CAMPAIGNS: PRODUCT REBRANDING; Blue is the cola, PR is the game

Client: PepsiCo Agency: Freud Communications Campaign: ‘Project Blue’ Timing: September 1995 - April 1996 Budget: pounds 200m for worldwide rebranding.

Client: PepsiCo

Agency: Freud Communications

Campaign: ‘Project Blue’

Timing: September 1995 - April 1996

Budget: pounds 200m for worldwide rebranding.

Last year Pepsi sold around a third of Europe’s cola drinks but is still

behind its rival Coca Cola and now faces competition from the likes of

Virgin Cola. Pepsi’s UK market share currently stands at 21.3 per cent

against Coca-Cola’s 32.7 per cent.

To reinforce its youthful image, Pepsi’s marketing group came up with a

plan to replace its 12-year-old ‘New Generation’ logo with the

iconoclastic strapline ‘Change the Script’ while extending the blue

livery of its sugar-free Pepsi Max brand across the range.

The campaign surrounding the repackaging is being hailed as one of the

most expensive PR stunts ever.


To turn a re-branding and re-packaging exercise into a total brand



Before the British public had an inkling of the excesses to come, blue

tomato ketchup bottles, strawberries and post-boxes sprung up on poster

sites throughout the country courtesy of Abbott Mead Vickers BBDO.

The teaser campaign was closely followed by the star-studded TV

campaign, reputed to have cost pounds 2 million, which featured strongly

in the PR-led campaign run by Freud Communications.

The relaunch kicked off with a media event at Gatwick airport on 2 April

with an estimated cost of pounds 8 million.

Four hundred and sixty reporters from 45 countries gathered in a blue

velvet-lined 55,000 sq ft hanger to view an Air France Concorde decked

out in blue livery, while senior Pepsi executives announced the

rebranding, screened the new ads and revealed a deal with youth music

channel MTV in Europe and Latin America.

In line with its tried and tested celebrity strategy, Andre Agassi,

Cindy Crawford ‘the First Lady of Pepsi’ and Claudia Schiffer, stars of

the new TV advertisements were rolled out to confirm that Pepsi had

teen-friendly status. In the run up to the event, the Daily Mirror ran a

series of teaser editorials before going the whole hog on the day and

donning a mauve masthead and blue newsprint in a deal believed to have

cost around pounds 2 million.

A plan to dye Rangers Football Club’s pitch blue for an estimated pounds

100,000 was abandoned when it was realised the stunt was likely to

alienate Celtic fans.


UK media coverage included 74 mins 30 seconds of radio and one and a

half hours of television as well as almost comprehensive press coverage.

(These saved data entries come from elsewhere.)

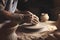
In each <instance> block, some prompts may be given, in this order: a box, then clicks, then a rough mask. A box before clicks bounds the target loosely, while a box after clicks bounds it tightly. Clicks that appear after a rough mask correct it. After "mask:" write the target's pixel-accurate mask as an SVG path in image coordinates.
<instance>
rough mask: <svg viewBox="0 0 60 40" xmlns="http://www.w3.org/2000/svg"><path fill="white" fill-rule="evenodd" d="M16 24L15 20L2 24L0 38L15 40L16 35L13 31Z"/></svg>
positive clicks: (16, 24)
mask: <svg viewBox="0 0 60 40" xmlns="http://www.w3.org/2000/svg"><path fill="white" fill-rule="evenodd" d="M17 27H18V24H17V23H15V22H9V23H6V24H4V25H3V26H2V27H1V28H0V40H17V35H16V33H15V31H16V29H17Z"/></svg>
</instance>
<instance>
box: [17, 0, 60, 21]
mask: <svg viewBox="0 0 60 40" xmlns="http://www.w3.org/2000/svg"><path fill="white" fill-rule="evenodd" d="M17 8H18V9H19V10H21V11H27V10H29V11H31V12H32V13H34V14H36V15H37V16H38V17H40V15H41V13H48V14H49V16H50V20H57V18H58V16H57V15H58V14H59V13H60V0H19V1H18V7H17Z"/></svg>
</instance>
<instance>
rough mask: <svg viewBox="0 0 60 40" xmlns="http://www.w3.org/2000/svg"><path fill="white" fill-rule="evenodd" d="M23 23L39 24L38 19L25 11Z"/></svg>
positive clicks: (35, 15)
mask: <svg viewBox="0 0 60 40" xmlns="http://www.w3.org/2000/svg"><path fill="white" fill-rule="evenodd" d="M24 22H26V23H32V24H37V23H38V22H39V18H38V17H37V16H36V15H34V14H32V13H31V12H29V11H27V12H26V13H25V16H24Z"/></svg>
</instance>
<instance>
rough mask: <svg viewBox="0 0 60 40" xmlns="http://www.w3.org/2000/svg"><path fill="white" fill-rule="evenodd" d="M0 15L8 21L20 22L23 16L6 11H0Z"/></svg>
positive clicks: (23, 15)
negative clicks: (1, 15)
mask: <svg viewBox="0 0 60 40" xmlns="http://www.w3.org/2000/svg"><path fill="white" fill-rule="evenodd" d="M1 13H2V14H3V15H4V16H5V17H7V18H8V19H10V20H22V19H23V17H24V14H17V13H11V12H8V11H6V10H2V11H1Z"/></svg>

Freud put the value of coverage at pounds 1.8 million minus the Mirror

deal, which it values at pounds 1 million.

Judicious leaking of information resulted in previews of the can design,

the ad campaigns and rumours about the painting of Concorde on News at

Ten on 1 April.

International results have yet to be evaluated, but Pepsico claim

saturation coverage with particularly strong results in Eastern Europe.

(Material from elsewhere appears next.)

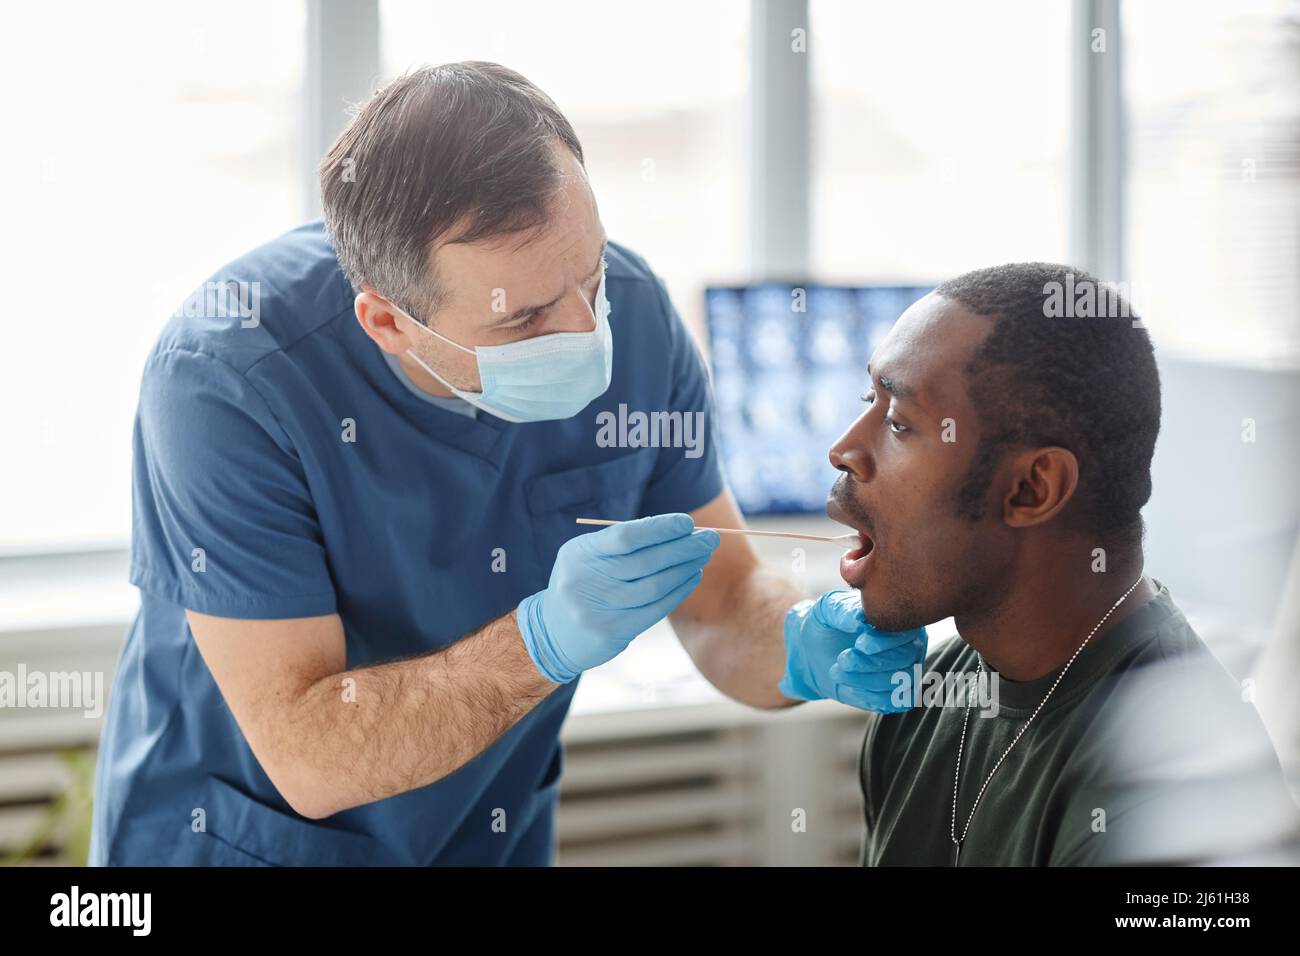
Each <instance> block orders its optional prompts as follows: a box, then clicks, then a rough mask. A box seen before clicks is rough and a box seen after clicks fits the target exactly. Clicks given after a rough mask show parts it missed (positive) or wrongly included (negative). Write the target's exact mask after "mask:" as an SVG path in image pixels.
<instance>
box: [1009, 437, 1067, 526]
mask: <svg viewBox="0 0 1300 956" xmlns="http://www.w3.org/2000/svg"><path fill="white" fill-rule="evenodd" d="M1078 486H1079V459H1076V458H1075V457H1074V453H1073V451H1070V450H1069V449H1062V447H1056V446H1049V447H1041V449H1031V450H1028V451H1024V453H1022V454H1019V455H1017V457H1015V459H1014V460H1013V462H1011V470H1010V486H1009V488H1008V492H1006V497H1005V498H1004V499H1002V520H1005V522H1006V523H1008V525H1009V527H1011V528H1031V527H1034V525H1036V524H1045V523H1047V522H1050V520H1052V519H1053V518H1056V515H1058V514H1060V512H1061V509H1063V507H1065V506H1066V503H1067V502H1069V501H1070V498H1071V497H1074V490H1075V488H1078Z"/></svg>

By 9 April, Pepsi research recorded a 76 per cent awareness of the

colour change, although a Neilsen report leaked to the Sun last week

claimed that Pepsi sales have fallen since the launch.


A wide-ranging campaign which succeeded, not only in pulling in media

from around the globe, but also managed to cloak the fact that a change

of packaging for a soft drink isn’t much to write home about.

A triumph of perception over reality. But will it sell more fizz?